6. You’ve written a book on female politicians’ experiences. You’ve been involved in campaigning for the ordination of women. And you’ve always been interested in writing about the experiences of women, most recently writing on the response from women to Prime Minister Julia Gillard’s parliamentary speech on sexism. What drives this focus – on women’s experiences?
The intellectual debates about the liberation of women – which has taken centuries – are completely fascinating. How do you free half the population from unfounded, ridiculous and widely held views about its inferiority? It’s about both injustice, and a vast untangling of brain knots.
7. You’ve moved back to Sydney and you’re currently working on your second book – a biography of Queen Victoria, to be published by Random House, New York. What attracted you to Queen Victoria as a subject matter?
She was the greatest Queen the world had known; to date she has ruled the longest. She was the most powerful working mother in the world. But she is little understood because we are myopic about women and power – she is stereotyped as a stout, unamused, puritanical dame who grieved for her brilliant husband for decades and was unable to reign properly as a single woman. Not a woman who hated childbirth but adored her kids, who loved power but pretended not to, who was mad about sex, who fought for the crown while bullied as a child and bossed about ten prime ministers. She was formidable.
8. What advice would you give to your 20 year-old-self?
Write every day.
9. You have a young family, including a daughter. Any tips for ‘raising a feminist’?
Ask me in ten years! But for now, teach her to read, teach her to think for herself, praise her strengths, let her be.
10. You have a young family, and an ever-growing, successful writing career. Any work / life / family balance tips?
None of us have any answers to that question. You have to try to steer clear of the ever-ending, inane stream of articles directed only at women, on how we can’t do or have or be everything, and just love and work and fly as hard as you can, and brush yourself off daily when you hit trees, walls, various obstacles. Of course it’s tricky, but honestly, being able to both work and bring up children is a great joy.
11. Nominate a woman who inspires you and why.

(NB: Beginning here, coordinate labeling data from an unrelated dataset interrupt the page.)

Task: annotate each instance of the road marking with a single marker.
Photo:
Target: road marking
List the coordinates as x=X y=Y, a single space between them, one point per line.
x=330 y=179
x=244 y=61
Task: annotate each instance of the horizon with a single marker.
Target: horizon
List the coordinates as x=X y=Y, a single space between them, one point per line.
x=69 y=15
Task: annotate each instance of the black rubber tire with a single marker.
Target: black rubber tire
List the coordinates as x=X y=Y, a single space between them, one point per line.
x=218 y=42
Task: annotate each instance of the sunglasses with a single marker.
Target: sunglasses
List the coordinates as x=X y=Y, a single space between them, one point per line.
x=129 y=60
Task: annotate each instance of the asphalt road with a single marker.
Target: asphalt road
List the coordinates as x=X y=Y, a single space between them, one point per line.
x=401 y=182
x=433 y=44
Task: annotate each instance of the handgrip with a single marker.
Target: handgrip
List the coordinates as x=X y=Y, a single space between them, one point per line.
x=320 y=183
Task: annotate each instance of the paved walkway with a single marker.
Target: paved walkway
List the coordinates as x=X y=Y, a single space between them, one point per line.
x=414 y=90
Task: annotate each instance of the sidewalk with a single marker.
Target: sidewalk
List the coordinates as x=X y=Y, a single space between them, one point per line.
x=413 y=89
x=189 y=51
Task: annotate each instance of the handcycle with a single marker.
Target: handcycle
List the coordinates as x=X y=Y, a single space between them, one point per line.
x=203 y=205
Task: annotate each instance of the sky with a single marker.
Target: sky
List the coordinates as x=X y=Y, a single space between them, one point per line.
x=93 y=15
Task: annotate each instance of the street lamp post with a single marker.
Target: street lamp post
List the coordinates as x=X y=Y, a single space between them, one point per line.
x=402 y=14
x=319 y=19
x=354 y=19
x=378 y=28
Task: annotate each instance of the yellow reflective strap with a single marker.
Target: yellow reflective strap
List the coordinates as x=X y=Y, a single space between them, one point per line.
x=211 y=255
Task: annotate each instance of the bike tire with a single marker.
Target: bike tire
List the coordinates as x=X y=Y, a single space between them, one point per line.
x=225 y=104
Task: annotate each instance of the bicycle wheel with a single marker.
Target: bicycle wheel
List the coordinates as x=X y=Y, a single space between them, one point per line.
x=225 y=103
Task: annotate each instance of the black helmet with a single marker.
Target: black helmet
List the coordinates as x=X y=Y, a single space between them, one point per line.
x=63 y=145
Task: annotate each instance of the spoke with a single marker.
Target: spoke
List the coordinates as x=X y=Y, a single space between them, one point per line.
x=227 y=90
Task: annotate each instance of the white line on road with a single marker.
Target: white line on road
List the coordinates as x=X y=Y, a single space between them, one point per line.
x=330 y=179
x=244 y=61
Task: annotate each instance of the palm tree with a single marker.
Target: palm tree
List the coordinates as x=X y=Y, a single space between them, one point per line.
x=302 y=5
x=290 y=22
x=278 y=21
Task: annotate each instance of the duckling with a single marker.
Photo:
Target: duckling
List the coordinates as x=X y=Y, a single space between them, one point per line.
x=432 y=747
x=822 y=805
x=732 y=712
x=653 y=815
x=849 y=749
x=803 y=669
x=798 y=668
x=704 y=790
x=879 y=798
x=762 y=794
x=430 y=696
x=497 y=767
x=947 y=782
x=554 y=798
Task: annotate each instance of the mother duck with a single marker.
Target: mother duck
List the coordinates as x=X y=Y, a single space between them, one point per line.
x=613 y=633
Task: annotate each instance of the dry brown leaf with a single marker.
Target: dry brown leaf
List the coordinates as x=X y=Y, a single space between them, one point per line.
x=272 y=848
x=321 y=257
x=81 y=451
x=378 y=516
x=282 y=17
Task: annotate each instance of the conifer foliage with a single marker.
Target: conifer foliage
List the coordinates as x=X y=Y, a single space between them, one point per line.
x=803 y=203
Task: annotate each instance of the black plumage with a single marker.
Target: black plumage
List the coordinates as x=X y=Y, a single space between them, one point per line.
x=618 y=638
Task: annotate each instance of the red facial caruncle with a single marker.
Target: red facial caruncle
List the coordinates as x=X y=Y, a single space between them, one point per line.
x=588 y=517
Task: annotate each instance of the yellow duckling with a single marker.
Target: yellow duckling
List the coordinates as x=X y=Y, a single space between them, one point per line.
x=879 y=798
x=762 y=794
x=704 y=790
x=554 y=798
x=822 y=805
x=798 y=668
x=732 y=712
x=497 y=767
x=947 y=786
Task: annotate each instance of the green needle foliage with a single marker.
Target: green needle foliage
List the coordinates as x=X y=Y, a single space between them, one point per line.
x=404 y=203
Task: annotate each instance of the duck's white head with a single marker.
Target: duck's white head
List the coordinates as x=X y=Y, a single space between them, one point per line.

Hillary Clinton for longevity, Eleanor Roosevelt for big-hearted persistence, Helen Garner for brilliant candour, Erika Feller for her work protecting asylum seekers, Maureen Dowd for consistently incisive, clever columns, the late Patricia Brennan for courage and oratory, P. D. James because she is still writing at 91, Stacy Schiff because her biographies are eye-wateringly good, Maya Angelou because she walks like she’s got oil wells pumping in her living room, Judith Wright for the way she wrote about trees, roads and precision. I could go on!
Many thanks Julia! We look forward to your upcoming book and will keep readers posted.
Julia Baird is an author, broadcaster and journalist, now based back in Sydney after working in New York and Philadelphia for Newsweek and the Philadelphia Inquirer (Julia’s Newsweek articles can be found here).
Prior to this Julia was Opinion Editor at the Sydney Morning Herald, where she still contributes opinion pieces.
She is the author of ‘Media Tarts: How the Australian Press Frames Female Politicians’ (2004), and is currently writing her second book on Queen Victoria for Random House.